The rate of fall can be controlled somewhat by the position of the skydiver's body. By diving head first, the speed of fall can be altered up or down ten to twenty miles per hour. Jumping in a "standing position" will allow experienced skydivers to reach speeds of one hundred sixty to one hundred eighty miles per hour.
The record freefall speed is three hundred and twenty one miles per hour. The descent is slowed again to around one hundred ten miles per hour just prior to deploying the chute and then the descent rate is around one thousand feet per minute.
With the chute deployed, the skydiver can control direction and speed using cords called "steering lines" and hand grips called "toggles." While making a sharp turn, the descent rate may go up to one thousand five hundred feet per minute. The skydiver aims for his "drop zone."

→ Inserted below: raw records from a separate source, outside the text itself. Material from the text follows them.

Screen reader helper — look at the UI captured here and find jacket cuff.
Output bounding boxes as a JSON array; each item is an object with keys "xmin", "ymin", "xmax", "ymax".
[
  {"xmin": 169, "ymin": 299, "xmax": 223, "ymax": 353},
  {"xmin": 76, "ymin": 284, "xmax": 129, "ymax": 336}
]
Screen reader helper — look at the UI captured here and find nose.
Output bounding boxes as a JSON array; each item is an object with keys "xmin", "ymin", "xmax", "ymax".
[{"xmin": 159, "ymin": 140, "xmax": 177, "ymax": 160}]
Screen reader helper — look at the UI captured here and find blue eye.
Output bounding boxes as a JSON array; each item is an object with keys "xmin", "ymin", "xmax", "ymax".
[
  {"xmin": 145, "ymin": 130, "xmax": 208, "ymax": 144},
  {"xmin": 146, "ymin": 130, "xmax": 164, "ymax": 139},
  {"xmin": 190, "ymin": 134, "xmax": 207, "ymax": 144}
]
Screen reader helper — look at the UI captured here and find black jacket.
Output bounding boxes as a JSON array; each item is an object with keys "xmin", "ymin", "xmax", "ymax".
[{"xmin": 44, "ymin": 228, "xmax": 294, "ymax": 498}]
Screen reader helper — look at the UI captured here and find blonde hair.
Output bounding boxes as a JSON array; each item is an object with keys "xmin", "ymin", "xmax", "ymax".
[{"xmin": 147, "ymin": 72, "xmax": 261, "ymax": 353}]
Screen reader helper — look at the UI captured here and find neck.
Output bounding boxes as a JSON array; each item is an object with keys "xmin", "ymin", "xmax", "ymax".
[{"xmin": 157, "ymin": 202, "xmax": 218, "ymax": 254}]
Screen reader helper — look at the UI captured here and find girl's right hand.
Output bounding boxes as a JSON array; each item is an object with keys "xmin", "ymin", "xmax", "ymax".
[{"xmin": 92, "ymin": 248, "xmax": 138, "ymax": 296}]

As far as the actual landing goes, the old round canopy has been replaced with a rectangular one that acts like a wing or airfoil. They act more like gliders than umbrellas and allow exceptional maneuverability. With the new design canopy, even a novice can experience a soft touch down.
The highest parachute jump on record was made by a Captain Joseph W. Kittinger Jr. on August 16th, 1960 while working for the Aerospace Medical Research Laboratories at Wright-Patterson Air Force Base, investigating escape from high altitudes. Captain Kittinger jumped from a balloon supported gondola almost 102,800 feet above the earth. He reached a falling speed of 714 miles per hour, before his chute opened at 18,000 feet.